Is that what the iApps do, ultimately? We've touched on this theme previously at IGM, but, increasingly, there's hard evidence to suggest that there's little incentive for small, independent software developers to compete in the same market space as Apple.

We all complain - loudly - about Microsoft's monopoly. What alternatives are there to Excel? To Office as a whole? They've all either been bought or driven out of business, with I suppose exception opensource products.

But equally, what retail alternatives are there on the Mac platform to iMovie? To iDVD? To iTunes?

What's more, don't bother writing software plugins for iTunes: you'll be in violation of the EULA if you use the Software Developer's Kit that way. And a letter will arrive from Cupertino. XPress. And it won't be from Quark.

Rewind. Think back to OS 9 - if your memory's good. How many MP3 players were there out there? SoundJam MP: swallowed up and repackaged at iTunes, complete with burning functionality. SoundApp: brilliant, free, but no OS X version yet. Vamp: huh? Cabrio: Who?

Yes, there's AirWhisper and MP3 Dock now for OS X, but there's little incentive to go head-to-head with iTunes. Not at the price Apple sells it. Zero dollars.

Same with iDVD. Yes, Formac bundles its Devideon with its Pioneer-based DVD-R drives. But, like iDVD, it only works with Formac's proprietary software. Likewise, when Other World Computing tried to met public demain and innovatively developed software which would permit use of iDVD with its own external DVD-R FireWire drives, Apple asked OWC to withdraw the software, which it did. Apple could have probably sold iDVD for $100 and bundled it with this utility, but instead decided to protect hardware sales and force you to buy a new computer to get a working copy of iDVD.

iMovie? Can't think of too many alternatives, although I suspect I'd have to look hard. And Apple's new Final Cut Express - its new Pro/Am entry in the DV capture & edit market - is sure to make the potential competition count to ten and take two steps backwards.

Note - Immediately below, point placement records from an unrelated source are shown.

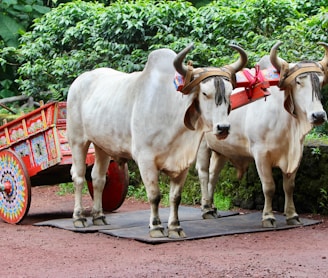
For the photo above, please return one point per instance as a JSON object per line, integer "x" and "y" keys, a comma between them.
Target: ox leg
{"x": 176, "y": 185}
{"x": 78, "y": 177}
{"x": 264, "y": 170}
{"x": 292, "y": 217}
{"x": 208, "y": 164}
{"x": 98, "y": 176}
{"x": 149, "y": 177}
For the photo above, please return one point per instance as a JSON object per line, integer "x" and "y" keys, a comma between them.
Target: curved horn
{"x": 178, "y": 61}
{"x": 241, "y": 62}
{"x": 275, "y": 60}
{"x": 324, "y": 61}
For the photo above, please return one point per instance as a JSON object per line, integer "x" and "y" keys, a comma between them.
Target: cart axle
{"x": 5, "y": 187}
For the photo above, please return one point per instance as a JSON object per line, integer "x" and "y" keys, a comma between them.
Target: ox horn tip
{"x": 242, "y": 61}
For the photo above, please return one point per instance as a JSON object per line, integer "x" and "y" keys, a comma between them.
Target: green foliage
{"x": 79, "y": 36}
{"x": 15, "y": 18}
{"x": 323, "y": 201}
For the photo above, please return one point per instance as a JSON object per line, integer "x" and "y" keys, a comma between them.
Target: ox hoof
{"x": 80, "y": 223}
{"x": 269, "y": 223}
{"x": 157, "y": 232}
{"x": 176, "y": 233}
{"x": 210, "y": 214}
{"x": 99, "y": 221}
{"x": 294, "y": 221}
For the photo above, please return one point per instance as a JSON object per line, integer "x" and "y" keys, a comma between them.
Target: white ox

How about DiscBurner? I'd take bets that if Apple included the functionality Roxio (courtesy of El Gato software) builds into Toast and, say, added desktop burning, like DirectCD, Roxio would pick up its bucket and spade and go home. If Apple gave it away like the rest of the iApps.

iPhoto? No small developer can put the amount of R&D into something that sophisticated. And hope to win. Or, jeez, maybe even make some money.

And now we've got Safari. True, it points a single digit in the air in the general direction of Redmond. But I wonder what all the folks over at Opera Software (who've committed to the PPC and a 68K version of Opera, plus the X version), iCab and the Omni Group think of all this? Not to mention to open-source Chimera people.

The iApps are tremendous, no question. No one can complain about free software of this quality. It's part of the reason we use a Mac (or three).

You can now get MacAmp Lite X(for free). But don't go expecting any updates now.